The main methods for gathering information about the programme were:
- attending training and feedback meetings for the bureaux / forums involved
- extracting numerical data about the reach of the projects from the returns submitted by the bureaux / forums.
- recording information and opinions from participants and bureaux staff through questionnaires
- visiting and observing forums.
- telephone interviews with participating bureaux and participants/beneficiaries of the programmes
- discussions with the central FSfL team from Citizens Advice
The wider financial capability environment
While this is not the place to carry out a detailed analysis of the policy and practice environments in which FSfL 2007 was conceived and carried out, it may be of help, particularly to readers who are less involved with the day to day cut and thrust of this world, to highlight a few of the main policy landmarks against which Citizens Advice developed the project.
In the UK, concern has focused around a number of areas. The regulation of the Financial Services industry in the late 1980s was largely a response to the difficulties experienced by the public in dealing with an increasingly complex and sophisticated financial retail sector. This thread of concern has been characterised over the years by a number of product ‘mis-selling’ episodes which have implicated the private sector over such things as endowments and ‘precipice bonds’. Even Governments have faced accusations from some quarters of mis-selling over changes in the rules applying to pensions.

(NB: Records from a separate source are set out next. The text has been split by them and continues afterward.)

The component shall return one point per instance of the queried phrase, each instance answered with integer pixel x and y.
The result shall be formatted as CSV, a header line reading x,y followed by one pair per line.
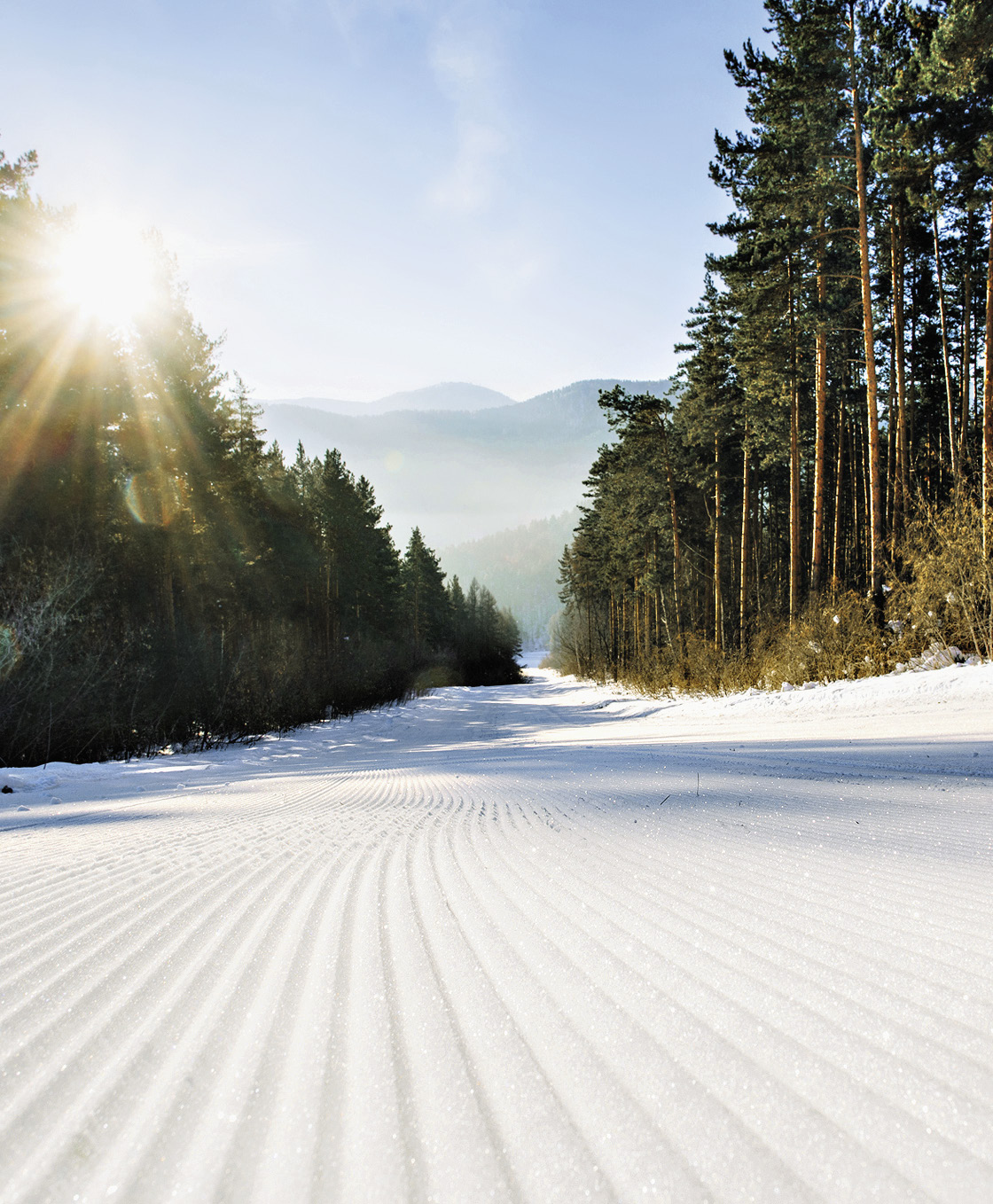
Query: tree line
x,y
165,577
831,426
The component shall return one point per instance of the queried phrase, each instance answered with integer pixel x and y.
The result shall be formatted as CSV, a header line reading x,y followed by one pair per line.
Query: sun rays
x,y
103,271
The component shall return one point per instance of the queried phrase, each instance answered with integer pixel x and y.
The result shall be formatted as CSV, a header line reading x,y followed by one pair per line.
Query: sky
x,y
366,197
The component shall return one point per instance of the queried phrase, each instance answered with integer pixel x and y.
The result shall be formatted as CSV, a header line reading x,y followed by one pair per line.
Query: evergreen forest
x,y
167,579
814,495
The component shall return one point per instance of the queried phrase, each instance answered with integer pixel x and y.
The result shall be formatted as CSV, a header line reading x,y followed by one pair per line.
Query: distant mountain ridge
x,y
461,473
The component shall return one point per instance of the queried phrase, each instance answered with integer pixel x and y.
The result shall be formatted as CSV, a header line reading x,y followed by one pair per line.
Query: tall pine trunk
x,y
743,608
945,356
987,407
903,454
820,434
872,410
794,461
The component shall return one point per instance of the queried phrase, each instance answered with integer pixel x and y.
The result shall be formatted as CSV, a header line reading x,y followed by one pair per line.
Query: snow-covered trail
x,y
537,942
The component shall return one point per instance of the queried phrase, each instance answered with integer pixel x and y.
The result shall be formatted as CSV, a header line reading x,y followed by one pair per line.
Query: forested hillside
x,y
814,494
164,577
521,567
462,474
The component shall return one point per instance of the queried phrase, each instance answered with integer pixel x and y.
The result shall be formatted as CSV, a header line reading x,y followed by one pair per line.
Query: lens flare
x,y
103,271
153,497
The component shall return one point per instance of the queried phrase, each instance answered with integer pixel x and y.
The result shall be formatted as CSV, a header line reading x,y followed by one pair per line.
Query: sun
x,y
103,271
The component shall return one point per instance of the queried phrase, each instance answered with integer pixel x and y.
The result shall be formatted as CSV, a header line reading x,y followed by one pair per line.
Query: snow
x,y
551,942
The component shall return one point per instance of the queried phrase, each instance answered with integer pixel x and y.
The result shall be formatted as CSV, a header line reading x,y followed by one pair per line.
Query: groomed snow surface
x,y
537,942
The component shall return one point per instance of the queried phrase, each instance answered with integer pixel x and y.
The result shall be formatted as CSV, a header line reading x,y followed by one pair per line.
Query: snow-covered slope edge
x,y
528,942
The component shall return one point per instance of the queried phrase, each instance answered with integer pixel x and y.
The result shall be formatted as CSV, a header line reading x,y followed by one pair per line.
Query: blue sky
x,y
371,195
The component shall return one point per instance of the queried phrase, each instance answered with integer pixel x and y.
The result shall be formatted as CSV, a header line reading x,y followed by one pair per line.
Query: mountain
x,y
461,473
453,395
520,567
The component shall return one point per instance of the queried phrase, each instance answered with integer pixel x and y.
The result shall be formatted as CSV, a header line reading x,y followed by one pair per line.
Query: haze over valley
x,y
450,460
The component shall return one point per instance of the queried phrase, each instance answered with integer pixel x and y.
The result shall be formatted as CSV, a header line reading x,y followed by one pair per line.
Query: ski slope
x,y
537,942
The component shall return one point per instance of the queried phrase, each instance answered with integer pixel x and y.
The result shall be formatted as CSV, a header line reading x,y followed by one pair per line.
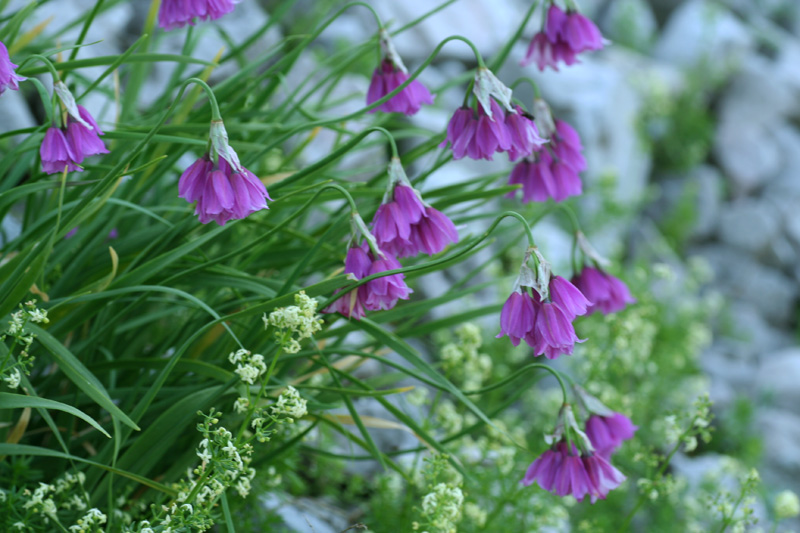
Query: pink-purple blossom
x,y
477,135
9,79
178,13
388,77
379,293
221,193
607,433
553,172
607,293
564,36
56,153
568,472
405,226
544,326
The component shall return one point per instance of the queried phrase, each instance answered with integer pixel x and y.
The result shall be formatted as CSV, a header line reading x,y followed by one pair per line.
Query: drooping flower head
x,y
366,259
223,189
404,225
541,309
70,145
9,79
178,13
388,76
607,293
571,466
563,37
554,170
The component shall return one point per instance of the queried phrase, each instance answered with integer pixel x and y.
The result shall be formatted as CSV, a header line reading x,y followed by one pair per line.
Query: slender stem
x,y
503,55
519,217
388,136
212,100
47,63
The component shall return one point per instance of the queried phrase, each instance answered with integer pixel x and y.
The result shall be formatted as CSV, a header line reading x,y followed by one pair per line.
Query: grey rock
x,y
778,376
748,224
701,29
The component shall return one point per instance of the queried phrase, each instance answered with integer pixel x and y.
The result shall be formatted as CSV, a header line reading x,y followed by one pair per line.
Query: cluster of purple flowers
x,y
178,13
585,469
379,293
221,192
563,37
69,147
9,79
552,172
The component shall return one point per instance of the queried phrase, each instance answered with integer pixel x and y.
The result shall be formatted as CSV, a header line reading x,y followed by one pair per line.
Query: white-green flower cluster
x,y
295,323
289,407
462,360
249,366
90,522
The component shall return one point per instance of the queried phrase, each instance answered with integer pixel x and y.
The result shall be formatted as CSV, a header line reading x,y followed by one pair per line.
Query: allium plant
x,y
161,373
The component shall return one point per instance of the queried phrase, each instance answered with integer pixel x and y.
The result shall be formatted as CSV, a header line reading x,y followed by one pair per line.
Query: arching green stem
x,y
212,100
47,63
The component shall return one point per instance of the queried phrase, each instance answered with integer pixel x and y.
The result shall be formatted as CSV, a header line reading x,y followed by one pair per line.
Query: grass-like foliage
x,y
169,362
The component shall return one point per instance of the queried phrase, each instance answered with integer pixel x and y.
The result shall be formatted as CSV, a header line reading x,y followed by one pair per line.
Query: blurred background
x,y
690,120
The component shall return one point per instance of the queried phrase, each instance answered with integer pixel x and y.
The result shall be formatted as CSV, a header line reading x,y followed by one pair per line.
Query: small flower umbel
x,y
541,308
404,224
564,35
571,466
9,79
223,189
366,259
178,13
391,74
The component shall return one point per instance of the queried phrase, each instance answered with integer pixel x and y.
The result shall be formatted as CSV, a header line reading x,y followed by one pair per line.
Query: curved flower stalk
x,y
363,260
405,225
495,126
563,37
554,171
391,74
9,79
69,146
571,466
540,310
178,13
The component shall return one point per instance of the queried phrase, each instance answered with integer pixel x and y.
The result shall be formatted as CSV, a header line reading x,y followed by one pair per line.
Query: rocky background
x,y
692,114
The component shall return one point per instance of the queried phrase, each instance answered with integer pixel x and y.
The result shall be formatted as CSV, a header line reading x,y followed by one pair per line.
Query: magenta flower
x,y
406,226
56,153
84,141
607,293
221,193
566,472
552,172
607,433
178,13
388,77
518,317
563,37
376,294
525,137
9,79
476,135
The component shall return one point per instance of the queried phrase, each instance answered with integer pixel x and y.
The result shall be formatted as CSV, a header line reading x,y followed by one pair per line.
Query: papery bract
x,y
9,79
386,79
607,293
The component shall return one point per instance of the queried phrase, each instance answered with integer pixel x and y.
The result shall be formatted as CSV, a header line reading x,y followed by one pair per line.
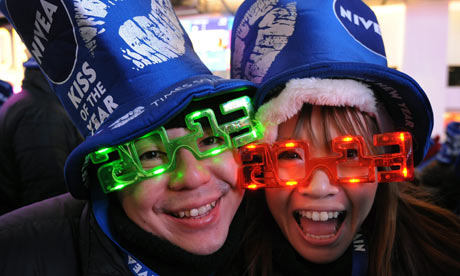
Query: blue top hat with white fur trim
x,y
274,41
121,68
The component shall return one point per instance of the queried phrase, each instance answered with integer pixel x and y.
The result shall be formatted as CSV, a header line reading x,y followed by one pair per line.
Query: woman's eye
x,y
151,155
352,153
287,155
211,140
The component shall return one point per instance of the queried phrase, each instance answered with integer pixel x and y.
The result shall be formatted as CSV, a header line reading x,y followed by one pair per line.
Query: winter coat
x,y
58,236
36,136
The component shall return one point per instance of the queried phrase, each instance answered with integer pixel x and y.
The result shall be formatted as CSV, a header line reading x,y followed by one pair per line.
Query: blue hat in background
x,y
274,41
120,68
31,63
6,90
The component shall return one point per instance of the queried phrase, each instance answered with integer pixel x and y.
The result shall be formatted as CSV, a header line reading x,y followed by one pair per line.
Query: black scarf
x,y
166,259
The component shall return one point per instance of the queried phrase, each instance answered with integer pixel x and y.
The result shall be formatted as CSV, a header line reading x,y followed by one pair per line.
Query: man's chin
x,y
205,245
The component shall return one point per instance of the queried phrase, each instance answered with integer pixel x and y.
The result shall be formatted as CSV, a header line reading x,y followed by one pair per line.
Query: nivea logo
x,y
46,29
361,24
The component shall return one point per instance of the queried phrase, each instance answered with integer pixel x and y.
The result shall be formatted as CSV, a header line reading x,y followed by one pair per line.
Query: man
x,y
155,175
36,136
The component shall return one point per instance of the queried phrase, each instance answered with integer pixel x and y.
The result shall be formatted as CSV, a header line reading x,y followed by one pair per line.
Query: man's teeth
x,y
319,216
196,211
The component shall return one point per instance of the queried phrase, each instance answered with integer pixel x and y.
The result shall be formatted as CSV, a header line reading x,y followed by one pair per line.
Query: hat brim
x,y
140,116
405,101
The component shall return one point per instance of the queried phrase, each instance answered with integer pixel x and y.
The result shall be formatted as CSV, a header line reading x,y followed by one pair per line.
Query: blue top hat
x,y
31,63
120,68
274,41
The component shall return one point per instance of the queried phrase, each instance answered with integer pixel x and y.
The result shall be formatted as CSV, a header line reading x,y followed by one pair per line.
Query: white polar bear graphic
x,y
151,38
275,25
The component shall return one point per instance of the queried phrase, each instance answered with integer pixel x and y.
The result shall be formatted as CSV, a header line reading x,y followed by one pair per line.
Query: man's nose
x,y
189,172
319,185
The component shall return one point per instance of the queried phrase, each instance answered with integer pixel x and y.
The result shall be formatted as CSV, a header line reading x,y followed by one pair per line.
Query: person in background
x,y
442,173
154,184
6,90
36,136
342,134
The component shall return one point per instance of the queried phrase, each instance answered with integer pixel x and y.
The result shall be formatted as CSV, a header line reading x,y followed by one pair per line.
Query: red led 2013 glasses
x,y
289,163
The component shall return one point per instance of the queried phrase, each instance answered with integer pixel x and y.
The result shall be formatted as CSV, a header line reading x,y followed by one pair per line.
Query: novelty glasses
x,y
289,163
154,153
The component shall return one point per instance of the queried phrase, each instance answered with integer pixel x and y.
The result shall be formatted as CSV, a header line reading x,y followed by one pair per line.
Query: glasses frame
x,y
112,173
259,163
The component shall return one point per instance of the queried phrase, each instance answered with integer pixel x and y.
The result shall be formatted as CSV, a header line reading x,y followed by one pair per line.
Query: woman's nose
x,y
319,185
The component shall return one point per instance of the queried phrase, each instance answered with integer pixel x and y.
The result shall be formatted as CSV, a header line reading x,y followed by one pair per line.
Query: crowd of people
x,y
302,163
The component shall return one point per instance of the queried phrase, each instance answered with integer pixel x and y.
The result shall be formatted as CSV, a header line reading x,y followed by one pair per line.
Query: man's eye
x,y
352,153
289,155
211,140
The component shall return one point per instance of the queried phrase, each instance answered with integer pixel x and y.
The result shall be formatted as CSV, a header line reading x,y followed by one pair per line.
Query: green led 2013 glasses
x,y
154,153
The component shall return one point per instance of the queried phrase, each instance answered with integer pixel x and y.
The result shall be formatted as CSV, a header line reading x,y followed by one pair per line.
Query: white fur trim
x,y
330,92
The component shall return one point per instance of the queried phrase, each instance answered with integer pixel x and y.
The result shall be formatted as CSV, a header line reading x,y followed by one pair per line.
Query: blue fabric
x,y
120,68
31,63
450,149
274,41
6,90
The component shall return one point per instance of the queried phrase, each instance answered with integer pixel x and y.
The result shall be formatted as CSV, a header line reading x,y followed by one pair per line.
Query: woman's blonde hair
x,y
407,233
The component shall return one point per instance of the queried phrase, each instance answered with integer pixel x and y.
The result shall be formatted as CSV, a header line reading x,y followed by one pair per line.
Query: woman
x,y
324,81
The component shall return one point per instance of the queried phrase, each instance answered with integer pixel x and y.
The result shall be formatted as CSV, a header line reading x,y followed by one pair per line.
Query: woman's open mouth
x,y
319,225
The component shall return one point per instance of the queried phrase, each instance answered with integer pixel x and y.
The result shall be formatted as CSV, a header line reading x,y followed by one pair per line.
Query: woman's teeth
x,y
319,216
196,211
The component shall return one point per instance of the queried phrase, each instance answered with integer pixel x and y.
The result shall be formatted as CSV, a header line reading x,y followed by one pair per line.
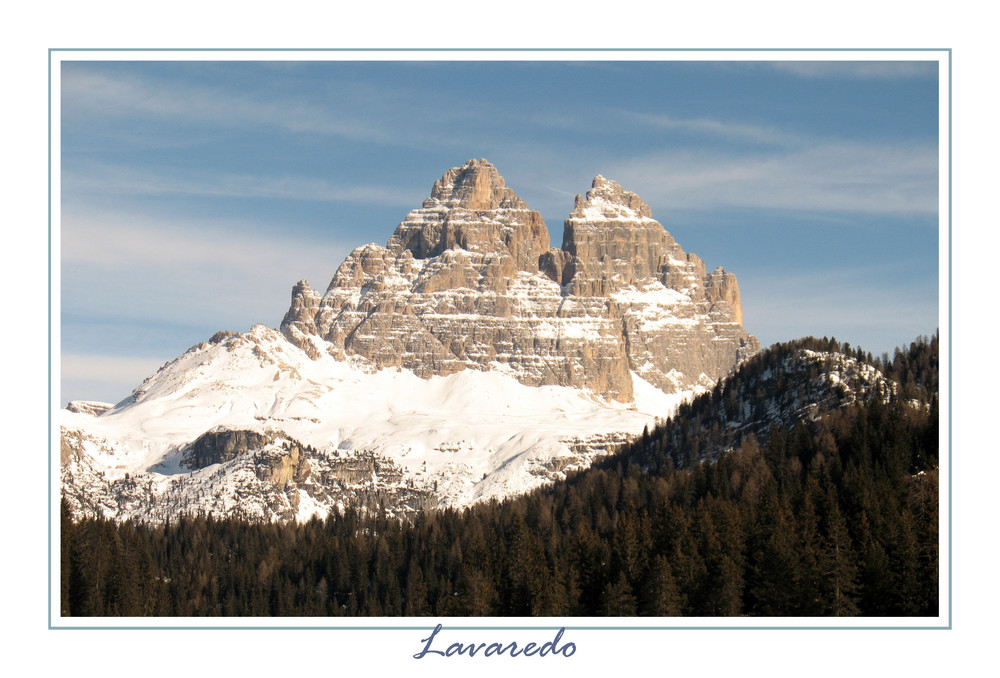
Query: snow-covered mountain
x,y
341,431
465,360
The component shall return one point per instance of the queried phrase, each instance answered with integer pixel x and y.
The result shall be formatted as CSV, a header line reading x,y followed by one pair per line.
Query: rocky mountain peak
x,y
468,281
606,199
476,185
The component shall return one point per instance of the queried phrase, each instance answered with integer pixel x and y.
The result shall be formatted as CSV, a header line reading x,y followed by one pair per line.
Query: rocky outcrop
x,y
469,281
91,407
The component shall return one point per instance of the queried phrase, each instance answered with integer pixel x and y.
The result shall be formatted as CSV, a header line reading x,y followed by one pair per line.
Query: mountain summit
x,y
469,281
467,359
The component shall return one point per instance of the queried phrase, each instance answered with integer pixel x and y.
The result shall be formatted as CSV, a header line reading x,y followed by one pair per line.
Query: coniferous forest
x,y
832,516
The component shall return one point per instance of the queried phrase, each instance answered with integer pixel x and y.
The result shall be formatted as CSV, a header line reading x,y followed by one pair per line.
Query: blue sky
x,y
195,194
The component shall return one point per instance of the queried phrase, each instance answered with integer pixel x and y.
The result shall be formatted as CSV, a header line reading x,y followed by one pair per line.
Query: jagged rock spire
x,y
468,281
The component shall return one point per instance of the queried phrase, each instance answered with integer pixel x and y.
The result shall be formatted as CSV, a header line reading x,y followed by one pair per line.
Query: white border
x,y
942,57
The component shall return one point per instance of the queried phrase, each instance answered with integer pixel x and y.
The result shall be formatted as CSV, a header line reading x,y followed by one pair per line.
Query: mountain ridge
x,y
465,360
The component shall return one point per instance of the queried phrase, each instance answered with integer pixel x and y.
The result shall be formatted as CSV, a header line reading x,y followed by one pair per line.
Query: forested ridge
x,y
836,515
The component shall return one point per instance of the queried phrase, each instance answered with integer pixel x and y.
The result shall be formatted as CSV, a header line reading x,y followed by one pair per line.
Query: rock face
x,y
469,281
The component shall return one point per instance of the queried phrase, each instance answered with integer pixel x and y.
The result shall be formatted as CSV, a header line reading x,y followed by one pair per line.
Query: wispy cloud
x,y
113,96
875,309
868,70
717,129
850,177
216,275
110,377
129,180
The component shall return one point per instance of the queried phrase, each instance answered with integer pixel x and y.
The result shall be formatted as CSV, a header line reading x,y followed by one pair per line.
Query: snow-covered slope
x,y
333,432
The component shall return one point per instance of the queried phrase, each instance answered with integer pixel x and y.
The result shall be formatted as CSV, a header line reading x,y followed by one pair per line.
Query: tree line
x,y
833,517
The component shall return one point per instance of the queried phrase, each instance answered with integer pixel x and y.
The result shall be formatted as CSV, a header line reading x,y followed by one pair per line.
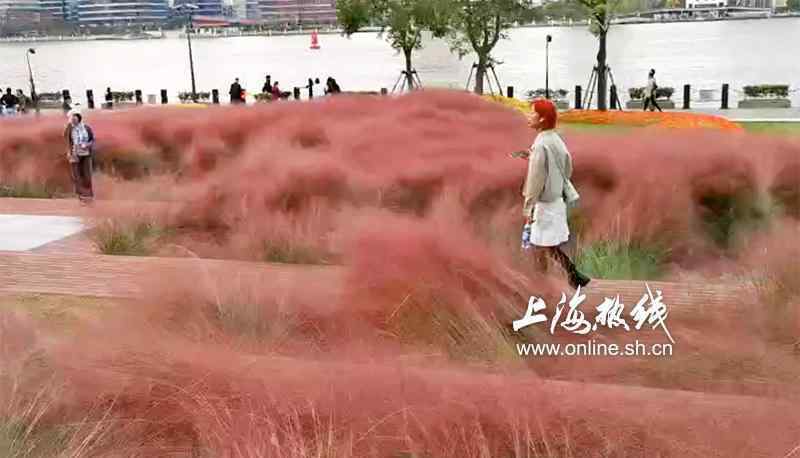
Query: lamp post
x,y
34,98
188,9
547,66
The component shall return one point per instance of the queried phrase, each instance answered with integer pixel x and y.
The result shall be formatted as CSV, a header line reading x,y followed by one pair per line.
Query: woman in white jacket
x,y
547,190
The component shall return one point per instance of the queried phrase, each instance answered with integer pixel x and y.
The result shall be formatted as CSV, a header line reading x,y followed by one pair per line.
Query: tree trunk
x,y
480,74
409,75
602,82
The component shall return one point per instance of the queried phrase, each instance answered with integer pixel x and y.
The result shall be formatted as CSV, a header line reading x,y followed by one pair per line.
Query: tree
x,y
600,12
401,21
478,25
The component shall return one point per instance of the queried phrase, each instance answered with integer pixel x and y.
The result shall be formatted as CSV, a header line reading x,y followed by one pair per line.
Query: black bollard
x,y
687,93
725,89
613,97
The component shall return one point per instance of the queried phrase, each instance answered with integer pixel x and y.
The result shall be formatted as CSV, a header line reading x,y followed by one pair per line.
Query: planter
x,y
765,103
639,104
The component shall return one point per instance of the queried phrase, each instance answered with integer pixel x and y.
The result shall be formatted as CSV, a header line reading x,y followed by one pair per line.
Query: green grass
x,y
29,191
773,128
137,238
615,260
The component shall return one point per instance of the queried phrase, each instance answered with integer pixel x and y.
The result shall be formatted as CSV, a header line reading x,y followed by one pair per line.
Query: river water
x,y
703,54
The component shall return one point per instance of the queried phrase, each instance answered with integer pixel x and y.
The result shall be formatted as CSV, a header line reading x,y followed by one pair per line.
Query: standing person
x,y
80,140
547,191
236,92
267,88
276,92
23,101
109,98
332,87
10,103
650,92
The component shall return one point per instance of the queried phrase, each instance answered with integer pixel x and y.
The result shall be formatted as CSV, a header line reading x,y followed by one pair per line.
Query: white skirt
x,y
549,227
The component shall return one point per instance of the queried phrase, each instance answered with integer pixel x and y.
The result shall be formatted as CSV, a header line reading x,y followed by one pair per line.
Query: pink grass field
x,y
403,346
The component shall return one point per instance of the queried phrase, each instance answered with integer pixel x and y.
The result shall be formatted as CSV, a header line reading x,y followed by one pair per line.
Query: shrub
x,y
618,260
28,190
127,238
767,90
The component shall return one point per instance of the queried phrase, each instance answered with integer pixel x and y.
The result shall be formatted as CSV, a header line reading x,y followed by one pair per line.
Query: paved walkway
x,y
71,266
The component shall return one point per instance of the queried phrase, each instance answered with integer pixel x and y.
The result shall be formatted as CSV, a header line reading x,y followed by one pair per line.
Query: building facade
x,y
212,8
110,13
294,12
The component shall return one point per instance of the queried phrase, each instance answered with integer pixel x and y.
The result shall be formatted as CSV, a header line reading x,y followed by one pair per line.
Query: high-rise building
x,y
204,7
18,16
121,12
298,12
56,9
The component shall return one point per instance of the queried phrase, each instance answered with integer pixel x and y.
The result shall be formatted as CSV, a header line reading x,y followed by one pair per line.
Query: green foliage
x,y
617,260
131,238
29,191
767,90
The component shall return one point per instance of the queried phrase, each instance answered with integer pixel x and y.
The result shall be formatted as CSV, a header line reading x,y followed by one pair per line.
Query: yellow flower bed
x,y
673,120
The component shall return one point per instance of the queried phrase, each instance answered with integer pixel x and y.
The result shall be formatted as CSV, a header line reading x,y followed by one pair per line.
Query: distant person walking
x,y
9,103
267,88
236,92
80,140
547,191
332,87
650,92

A second strand of concern has focused on those members of the public who have been in effect left behind by the increasing pace of change in financial markets. The growing importance of having a bank account to manage both personal finances and also interact with employers, Government and others has meant that those unable or unwilling to get a bank account have become disadvantaged in a real monetary sense through often having to pay more for their goods and services. This has become known as financial exclusion and the many organisations now engaged in trying to bring the excluded into the financial services fold refer to their efforts as financial inclusion work.
A third major area of concern is the massive increase in personal indebtedness that has occurred across all sections of society in the wake of the liberalisation of the credit markets over recent decades. Easy access to consumer credit, largely through the introduction of credit cards, has been encouraged by a succession of Governments as a way of increasing personal consumption and boosting the economy. Much has been written on the particular ways that this affects the poor in society.
Citizens Advice has long seen its remit as being to help those least able to help themselves with advice to tackle all manner of problems, many relating to their interactions with public sector bodies. The seemingly inexorable rise in the number of personal debt problems being brought to the doors of their bureaux has convinced them of the need not only to give advice to those in crisis but also to use the same knowledge and skills to help people learn how to avoid getting into crisis in the first place. Citizens Advice Chief Executive, David Harker, has referred to this as the top of the cliff/bottom of the cliff syndrome where the role of Citizens Advice should be extended to helping people learn at the top of the cliff how not to become one of the casualties who has to be rescued from the foot of the cliff.